Almost half of children in care fear stigma

Almost half of children in care fear being stigmatised because of their background, according to a report published today by the children’s rights director for England.

The Care and Prejudice report surveyed 362 children from children’s homes and foster care across the country. Overall, children in care – especially girls, young people in children’s homes, those who had spent longest in care and disabled children – believe that the general public has a negative view of children in care as uncontrollable and trouble-makers.

Detrimental impact of length of time in care

The report found the longer children spent in care, the more likely they were to report sometimes being treated worse by people in positions of influence such as teachers or employers. Those who had spent over six years in care were most likely to say that being in care had stopped them from seeing their family and siblings regularly.

Where children were placed in care also made a big difference to their experiences. Children in foster care were more likely than those in children’s homes to say they had been treated better for being in care.
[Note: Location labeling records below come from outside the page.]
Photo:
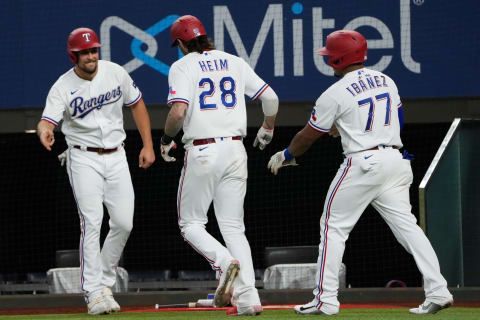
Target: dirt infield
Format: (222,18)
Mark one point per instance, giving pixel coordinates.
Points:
(71,310)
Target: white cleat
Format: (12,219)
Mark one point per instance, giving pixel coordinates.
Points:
(108,296)
(223,293)
(248,311)
(309,309)
(98,306)
(429,307)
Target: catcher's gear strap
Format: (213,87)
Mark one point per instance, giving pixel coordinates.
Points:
(269,102)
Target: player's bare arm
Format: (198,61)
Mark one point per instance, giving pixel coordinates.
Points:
(302,141)
(45,133)
(175,119)
(270,108)
(142,120)
(173,124)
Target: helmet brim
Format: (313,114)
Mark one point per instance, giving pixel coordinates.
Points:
(93,45)
(323,52)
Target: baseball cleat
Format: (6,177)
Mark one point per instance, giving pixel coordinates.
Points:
(429,307)
(223,293)
(108,296)
(249,311)
(308,308)
(98,306)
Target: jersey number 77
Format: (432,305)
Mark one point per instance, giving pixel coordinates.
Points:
(371,111)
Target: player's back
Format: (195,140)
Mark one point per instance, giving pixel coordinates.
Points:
(367,113)
(216,94)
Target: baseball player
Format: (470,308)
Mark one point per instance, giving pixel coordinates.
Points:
(365,107)
(89,98)
(206,96)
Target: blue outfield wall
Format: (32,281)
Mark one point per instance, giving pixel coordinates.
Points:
(429,47)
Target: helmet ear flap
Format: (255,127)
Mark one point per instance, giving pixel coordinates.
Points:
(73,57)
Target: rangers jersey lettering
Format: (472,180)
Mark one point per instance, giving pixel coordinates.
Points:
(92,110)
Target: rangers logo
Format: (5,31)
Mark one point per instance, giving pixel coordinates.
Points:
(86,36)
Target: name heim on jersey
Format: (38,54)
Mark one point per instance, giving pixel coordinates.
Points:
(82,107)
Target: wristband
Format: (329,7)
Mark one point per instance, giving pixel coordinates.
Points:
(288,156)
(166,139)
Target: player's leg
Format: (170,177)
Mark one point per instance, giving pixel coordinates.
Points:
(228,202)
(195,192)
(349,194)
(119,201)
(394,206)
(86,180)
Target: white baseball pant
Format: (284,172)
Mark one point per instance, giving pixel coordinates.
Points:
(96,180)
(383,178)
(218,172)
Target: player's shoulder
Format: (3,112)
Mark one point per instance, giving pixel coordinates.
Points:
(64,80)
(182,63)
(110,66)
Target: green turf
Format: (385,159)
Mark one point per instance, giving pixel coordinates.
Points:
(364,314)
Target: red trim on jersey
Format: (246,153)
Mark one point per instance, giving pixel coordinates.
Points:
(50,121)
(180,189)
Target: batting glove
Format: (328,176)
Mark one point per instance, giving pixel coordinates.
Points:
(278,160)
(165,149)
(264,137)
(62,157)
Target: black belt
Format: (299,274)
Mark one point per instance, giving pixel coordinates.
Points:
(382,147)
(98,150)
(199,142)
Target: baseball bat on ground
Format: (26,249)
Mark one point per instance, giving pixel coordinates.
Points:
(177,305)
(199,304)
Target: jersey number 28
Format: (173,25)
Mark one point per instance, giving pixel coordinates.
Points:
(371,111)
(227,88)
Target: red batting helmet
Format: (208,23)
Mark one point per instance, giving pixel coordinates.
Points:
(186,28)
(81,39)
(344,47)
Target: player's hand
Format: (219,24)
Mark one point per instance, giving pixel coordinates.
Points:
(278,160)
(264,137)
(334,132)
(146,157)
(62,157)
(165,149)
(47,138)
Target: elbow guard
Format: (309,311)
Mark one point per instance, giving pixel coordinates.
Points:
(400,117)
(269,102)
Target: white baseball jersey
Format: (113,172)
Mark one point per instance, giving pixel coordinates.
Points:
(214,85)
(363,105)
(360,104)
(92,110)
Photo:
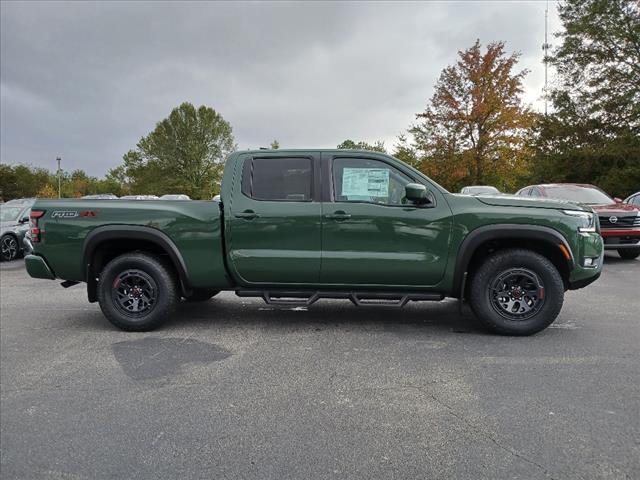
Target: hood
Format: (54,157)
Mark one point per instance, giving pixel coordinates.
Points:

They were also more likely to say they had more love and care, whereas those in children’s homes were more likely to say they had been given more help and support, the report claimed.


Children’s rights director Roger Morgan said: “Children in care face a lot of challenges and unfortunately this can also include prejudices they encounter from other children, the general public, teachers and some professionals. Their concerns are understandable because not living with your birth family makes a big difference to your life experience. 

“What is needed is more guidance, particularly in schools, to support children in care if needed, but without treating them differently from other children. What is also needed is a more informed attitude by the general public.”